Rickettsial agents are some of the most lethal pathogens known to man. Among them, Rickettsia prowazekii is a select agent with potential use for bioterrorism; yet, there is no anti-Rickettsia
vaccine commercially available. Owing to the obligate intracellular lifestyle of rickettsiae, CD8(+) T cells are indispensable for protective cellular immunity. Furthermore, T cells can mediate cross-protective immunity between different pathogenic Rickettsia, a finding consistent with the remarkable similarity among rickettsial genomes.

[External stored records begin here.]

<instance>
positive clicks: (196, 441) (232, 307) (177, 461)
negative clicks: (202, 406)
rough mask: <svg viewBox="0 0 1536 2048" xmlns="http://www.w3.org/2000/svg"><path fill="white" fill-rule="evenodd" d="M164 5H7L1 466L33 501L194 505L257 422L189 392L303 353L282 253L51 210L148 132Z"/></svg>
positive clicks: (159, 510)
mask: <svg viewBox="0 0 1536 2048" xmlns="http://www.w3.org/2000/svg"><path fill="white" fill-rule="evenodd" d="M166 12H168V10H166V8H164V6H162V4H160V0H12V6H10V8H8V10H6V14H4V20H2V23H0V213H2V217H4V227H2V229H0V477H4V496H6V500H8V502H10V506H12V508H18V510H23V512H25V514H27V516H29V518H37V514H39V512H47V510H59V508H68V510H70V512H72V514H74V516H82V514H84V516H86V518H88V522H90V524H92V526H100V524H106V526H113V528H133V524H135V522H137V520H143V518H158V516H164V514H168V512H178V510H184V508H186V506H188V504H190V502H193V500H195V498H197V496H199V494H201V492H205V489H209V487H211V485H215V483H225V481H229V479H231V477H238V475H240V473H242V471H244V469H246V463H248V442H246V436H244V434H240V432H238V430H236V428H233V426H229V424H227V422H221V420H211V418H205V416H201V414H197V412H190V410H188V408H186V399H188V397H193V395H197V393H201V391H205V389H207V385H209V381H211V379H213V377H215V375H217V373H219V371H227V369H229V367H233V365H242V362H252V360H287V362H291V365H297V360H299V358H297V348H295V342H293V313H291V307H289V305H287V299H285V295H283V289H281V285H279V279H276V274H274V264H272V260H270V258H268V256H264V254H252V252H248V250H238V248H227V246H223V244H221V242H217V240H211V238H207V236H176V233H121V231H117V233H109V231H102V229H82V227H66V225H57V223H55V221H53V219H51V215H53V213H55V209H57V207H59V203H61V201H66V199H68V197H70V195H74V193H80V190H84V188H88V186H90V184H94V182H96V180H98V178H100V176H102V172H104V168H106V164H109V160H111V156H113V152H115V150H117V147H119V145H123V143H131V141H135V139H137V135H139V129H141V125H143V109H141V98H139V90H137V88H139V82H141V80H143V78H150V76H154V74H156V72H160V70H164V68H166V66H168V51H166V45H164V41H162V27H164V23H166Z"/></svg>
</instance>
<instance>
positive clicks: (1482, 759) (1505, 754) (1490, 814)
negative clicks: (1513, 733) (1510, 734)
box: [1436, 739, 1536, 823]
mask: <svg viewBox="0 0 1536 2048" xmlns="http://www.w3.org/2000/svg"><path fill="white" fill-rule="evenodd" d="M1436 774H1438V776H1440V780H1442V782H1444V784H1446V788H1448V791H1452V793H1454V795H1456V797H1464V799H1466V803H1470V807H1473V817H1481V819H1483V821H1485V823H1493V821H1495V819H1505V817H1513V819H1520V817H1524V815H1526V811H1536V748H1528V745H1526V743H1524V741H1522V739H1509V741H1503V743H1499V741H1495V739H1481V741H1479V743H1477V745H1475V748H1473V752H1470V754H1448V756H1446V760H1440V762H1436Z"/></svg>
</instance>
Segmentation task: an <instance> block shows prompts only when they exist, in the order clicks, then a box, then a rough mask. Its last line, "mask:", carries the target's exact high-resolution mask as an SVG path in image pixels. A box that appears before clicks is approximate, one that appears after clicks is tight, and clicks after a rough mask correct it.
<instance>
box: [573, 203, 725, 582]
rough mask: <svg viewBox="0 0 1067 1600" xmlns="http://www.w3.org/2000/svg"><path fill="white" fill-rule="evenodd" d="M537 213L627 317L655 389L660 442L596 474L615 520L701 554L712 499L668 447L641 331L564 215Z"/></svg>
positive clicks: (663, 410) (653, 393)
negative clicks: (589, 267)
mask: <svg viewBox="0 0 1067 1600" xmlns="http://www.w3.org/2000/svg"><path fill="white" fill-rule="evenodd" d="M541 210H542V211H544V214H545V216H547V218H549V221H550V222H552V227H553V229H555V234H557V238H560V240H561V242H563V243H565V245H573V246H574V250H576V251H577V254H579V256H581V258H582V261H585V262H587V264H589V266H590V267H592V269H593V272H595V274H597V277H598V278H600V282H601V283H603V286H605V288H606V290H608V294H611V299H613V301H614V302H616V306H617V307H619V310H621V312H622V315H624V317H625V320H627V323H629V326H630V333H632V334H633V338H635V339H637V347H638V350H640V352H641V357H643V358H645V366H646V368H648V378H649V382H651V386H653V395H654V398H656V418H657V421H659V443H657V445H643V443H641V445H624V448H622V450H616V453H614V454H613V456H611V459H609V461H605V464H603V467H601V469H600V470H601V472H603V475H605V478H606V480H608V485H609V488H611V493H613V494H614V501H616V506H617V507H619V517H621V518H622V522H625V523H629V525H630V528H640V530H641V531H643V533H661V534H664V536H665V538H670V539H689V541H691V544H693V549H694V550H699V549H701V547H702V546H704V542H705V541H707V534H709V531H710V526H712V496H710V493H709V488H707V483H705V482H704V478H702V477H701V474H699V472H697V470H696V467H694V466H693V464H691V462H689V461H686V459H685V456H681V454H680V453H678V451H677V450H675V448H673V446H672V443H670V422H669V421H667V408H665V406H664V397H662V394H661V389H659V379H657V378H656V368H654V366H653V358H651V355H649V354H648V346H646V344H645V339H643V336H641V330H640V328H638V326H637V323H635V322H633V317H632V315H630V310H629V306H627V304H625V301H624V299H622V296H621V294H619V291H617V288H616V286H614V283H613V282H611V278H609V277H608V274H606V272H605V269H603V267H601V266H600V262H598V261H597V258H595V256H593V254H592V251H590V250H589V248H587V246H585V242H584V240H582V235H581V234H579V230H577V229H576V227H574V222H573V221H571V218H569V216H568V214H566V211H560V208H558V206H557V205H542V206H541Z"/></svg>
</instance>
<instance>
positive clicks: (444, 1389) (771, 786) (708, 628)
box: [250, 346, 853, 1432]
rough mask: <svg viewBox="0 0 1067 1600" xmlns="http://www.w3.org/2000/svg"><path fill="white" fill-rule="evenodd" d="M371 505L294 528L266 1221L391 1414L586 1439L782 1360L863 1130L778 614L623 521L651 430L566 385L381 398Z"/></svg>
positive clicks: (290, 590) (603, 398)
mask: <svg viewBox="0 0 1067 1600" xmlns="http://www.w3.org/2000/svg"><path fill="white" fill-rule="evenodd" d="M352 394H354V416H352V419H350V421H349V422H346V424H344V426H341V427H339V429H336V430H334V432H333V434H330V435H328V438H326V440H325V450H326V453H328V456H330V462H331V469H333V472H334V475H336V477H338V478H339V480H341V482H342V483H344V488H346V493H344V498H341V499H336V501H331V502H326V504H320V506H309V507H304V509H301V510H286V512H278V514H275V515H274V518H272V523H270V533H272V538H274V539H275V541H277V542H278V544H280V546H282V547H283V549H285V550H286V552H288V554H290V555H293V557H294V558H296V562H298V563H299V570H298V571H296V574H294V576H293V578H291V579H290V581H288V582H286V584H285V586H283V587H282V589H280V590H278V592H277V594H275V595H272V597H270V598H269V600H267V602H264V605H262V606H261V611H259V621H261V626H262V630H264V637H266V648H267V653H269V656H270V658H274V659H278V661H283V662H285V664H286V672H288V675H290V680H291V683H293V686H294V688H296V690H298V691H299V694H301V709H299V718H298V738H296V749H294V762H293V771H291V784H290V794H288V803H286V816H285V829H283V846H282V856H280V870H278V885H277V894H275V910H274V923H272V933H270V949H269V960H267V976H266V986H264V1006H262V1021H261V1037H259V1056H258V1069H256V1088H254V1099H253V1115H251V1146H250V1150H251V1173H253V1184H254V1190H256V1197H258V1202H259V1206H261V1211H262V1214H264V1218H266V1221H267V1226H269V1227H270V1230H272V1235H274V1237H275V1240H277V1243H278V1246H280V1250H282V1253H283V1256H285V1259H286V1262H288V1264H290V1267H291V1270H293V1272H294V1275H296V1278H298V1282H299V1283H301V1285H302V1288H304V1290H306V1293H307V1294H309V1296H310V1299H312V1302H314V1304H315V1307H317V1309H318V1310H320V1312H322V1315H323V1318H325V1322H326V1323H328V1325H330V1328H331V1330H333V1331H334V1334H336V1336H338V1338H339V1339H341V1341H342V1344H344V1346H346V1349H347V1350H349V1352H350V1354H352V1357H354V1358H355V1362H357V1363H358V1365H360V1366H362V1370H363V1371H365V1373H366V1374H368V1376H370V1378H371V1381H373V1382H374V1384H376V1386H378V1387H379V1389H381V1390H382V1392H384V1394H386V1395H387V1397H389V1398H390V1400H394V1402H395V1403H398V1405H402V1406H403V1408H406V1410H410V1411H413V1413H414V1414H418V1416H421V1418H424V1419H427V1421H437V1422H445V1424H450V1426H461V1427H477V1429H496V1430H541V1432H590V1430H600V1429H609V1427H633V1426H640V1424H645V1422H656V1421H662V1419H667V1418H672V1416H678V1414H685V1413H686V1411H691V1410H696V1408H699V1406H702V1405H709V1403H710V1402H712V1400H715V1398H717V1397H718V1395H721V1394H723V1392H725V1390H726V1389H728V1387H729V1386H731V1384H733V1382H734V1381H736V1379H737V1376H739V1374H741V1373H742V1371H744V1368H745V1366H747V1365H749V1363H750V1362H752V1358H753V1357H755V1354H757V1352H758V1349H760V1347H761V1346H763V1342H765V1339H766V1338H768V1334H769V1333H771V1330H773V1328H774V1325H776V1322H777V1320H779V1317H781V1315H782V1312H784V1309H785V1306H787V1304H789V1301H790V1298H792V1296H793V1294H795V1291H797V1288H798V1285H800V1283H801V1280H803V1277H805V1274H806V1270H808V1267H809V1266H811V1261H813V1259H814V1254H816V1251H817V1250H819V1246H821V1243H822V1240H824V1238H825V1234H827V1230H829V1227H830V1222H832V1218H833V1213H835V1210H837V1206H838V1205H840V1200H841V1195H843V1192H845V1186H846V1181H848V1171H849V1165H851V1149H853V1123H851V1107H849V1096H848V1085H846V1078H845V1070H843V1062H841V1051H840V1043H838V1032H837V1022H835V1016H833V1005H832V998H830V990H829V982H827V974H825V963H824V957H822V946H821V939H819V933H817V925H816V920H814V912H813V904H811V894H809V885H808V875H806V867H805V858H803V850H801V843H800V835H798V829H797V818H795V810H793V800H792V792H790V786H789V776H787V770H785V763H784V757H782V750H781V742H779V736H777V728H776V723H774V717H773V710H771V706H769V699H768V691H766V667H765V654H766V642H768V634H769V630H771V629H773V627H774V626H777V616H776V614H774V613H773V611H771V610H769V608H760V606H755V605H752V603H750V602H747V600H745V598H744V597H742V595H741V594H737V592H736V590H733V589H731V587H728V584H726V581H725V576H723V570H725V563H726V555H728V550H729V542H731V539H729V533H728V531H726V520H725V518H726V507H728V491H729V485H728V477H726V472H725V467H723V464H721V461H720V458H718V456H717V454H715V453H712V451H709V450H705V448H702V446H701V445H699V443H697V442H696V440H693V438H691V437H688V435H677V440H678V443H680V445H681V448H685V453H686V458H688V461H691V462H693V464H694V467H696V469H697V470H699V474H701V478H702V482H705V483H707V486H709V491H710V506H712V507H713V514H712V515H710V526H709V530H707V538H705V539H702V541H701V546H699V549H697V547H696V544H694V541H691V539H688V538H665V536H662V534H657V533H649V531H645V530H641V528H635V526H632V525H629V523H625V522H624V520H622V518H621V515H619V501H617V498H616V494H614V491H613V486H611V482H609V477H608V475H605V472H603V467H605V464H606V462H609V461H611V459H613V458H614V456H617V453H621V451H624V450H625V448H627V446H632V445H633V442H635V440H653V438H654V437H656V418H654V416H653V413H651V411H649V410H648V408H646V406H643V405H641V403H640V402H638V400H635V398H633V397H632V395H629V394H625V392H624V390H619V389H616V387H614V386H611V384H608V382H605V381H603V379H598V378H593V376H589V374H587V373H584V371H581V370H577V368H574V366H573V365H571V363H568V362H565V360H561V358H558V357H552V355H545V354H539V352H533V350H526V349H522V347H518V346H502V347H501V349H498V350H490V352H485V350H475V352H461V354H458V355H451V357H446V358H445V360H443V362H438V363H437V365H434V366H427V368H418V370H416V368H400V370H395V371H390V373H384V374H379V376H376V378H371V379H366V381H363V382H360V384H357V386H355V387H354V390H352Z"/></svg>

However, Rickettsia T cell
antigens remain unidentified. In the present study, we report an algorithm that allowed us to identify and validate four novel R. prowazekii
vaccine antigen candidates recognized by CD8(+) T cells from a set of twelve in silico-defined
protein targets. Our results highlight the importance of combining
proteasome-processing as well as MHC class-I-binding predictions. The novel rickettsial
vaccine candidate
antigens, RP778, RP739, RP598, and RP403, protected mice against a lethal challenge with Rickettsia typhi, which is indicative of cross-protective immunity within the
typhus group rickettsiae. Together, our findings validate a reverse vaccinology approach as a viable strategy to identify protective rickettsial
antigens and highlight the feasibility of a
subunit vaccine that triggers T-cell-mediated cross-protection among diverse rickettsiae.